Belanghebbende, X, heeft de structuur opgezet van de A-groep. Aan de top van deze groep staat een Panamese vennootschap. Via een vennootschap houdt X een belang van 90% in A Ltd, dat ook deel uitmaakt van de A-groep. A Ltd. sluit in 2008 een promotieovereenkomst met F Ltd. Hierbij wordt overeengekomen dat F Ltd. een lening van maximaal € 665.000 aan A Ltd. zal verstrekken en dat X borg zal staan voor de terugbetaling. In zijn IB-aangifte 2011 waardeert X zijn regresvordering op A Ltd. af. De inspecteur corrigeert deze afwaardering. In 2010 heeft X ook al afgewaardeerd op deze vordering. Hof Den Haag oordeelde op 1 april 2020 (BK-19/00156, V-N 2020/34.35.3) dat X niet aannemelijk maakt dat F Ltd. en A Ltd. een overeenkomst van geldlening hebben gesloten en dat er dus ook geen sprake is van een borgstelling. X kan dan geen voorziening vormen in verband met de vordering op A Ltd.

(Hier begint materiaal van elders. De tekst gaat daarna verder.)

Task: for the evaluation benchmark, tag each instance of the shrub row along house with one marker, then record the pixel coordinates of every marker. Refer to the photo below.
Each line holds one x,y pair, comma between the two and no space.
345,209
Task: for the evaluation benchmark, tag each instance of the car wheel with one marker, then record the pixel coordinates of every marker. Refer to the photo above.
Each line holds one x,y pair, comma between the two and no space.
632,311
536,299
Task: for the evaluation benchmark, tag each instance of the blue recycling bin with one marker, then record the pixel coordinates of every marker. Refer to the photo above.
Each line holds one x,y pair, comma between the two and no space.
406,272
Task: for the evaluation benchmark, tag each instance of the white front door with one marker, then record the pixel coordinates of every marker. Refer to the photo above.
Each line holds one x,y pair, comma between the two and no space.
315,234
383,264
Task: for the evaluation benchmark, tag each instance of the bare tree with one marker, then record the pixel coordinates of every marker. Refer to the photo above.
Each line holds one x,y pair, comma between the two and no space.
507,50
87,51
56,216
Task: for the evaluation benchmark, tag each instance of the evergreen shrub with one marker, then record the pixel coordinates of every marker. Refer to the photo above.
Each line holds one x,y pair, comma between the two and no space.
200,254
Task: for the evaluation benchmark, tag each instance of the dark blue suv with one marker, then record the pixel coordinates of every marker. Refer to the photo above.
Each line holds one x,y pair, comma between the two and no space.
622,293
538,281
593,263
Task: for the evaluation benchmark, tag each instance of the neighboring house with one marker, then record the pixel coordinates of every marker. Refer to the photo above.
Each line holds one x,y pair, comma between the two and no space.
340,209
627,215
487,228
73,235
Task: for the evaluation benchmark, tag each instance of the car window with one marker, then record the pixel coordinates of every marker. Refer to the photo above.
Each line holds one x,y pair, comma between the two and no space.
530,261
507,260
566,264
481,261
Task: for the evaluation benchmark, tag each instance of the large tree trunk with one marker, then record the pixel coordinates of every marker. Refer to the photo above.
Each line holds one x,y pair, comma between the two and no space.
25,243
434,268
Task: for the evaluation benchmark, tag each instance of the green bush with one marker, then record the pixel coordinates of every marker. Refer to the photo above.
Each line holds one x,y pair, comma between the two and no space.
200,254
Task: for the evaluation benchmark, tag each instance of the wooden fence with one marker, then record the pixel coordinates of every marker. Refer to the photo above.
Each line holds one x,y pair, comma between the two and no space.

Hof Den Haag oordeelt dat X met de door hem overgelegde stukken aannemelijk maakt dat F Ltd. een lening van in totaal € 378.000 aan A Ltd. heeft verstrekt. Ook maakt hij aannemelijk dat hij zich borg heeft gesteld voor de door F Ltd. aan A Ltd. verstrekte lening. Dat X geen afzonderlijke borgstellingsovereenkomst heeft overgelegd, is niet van belang. Vervolgens stelt het hof echter vast dat X niet aannemelijk maakt dat de borgstelling in 2011 is ingeroepen. Nu X niet aannemelijk maakt dat zich in verband met de borgstelling met een redelijke mate van zekerheid toekomstige uitgaven zullen voordoen, kan hij geen voorziening vormen ten laste van het resultaat uit ter beschikking gestelde vermogensbestanddelen.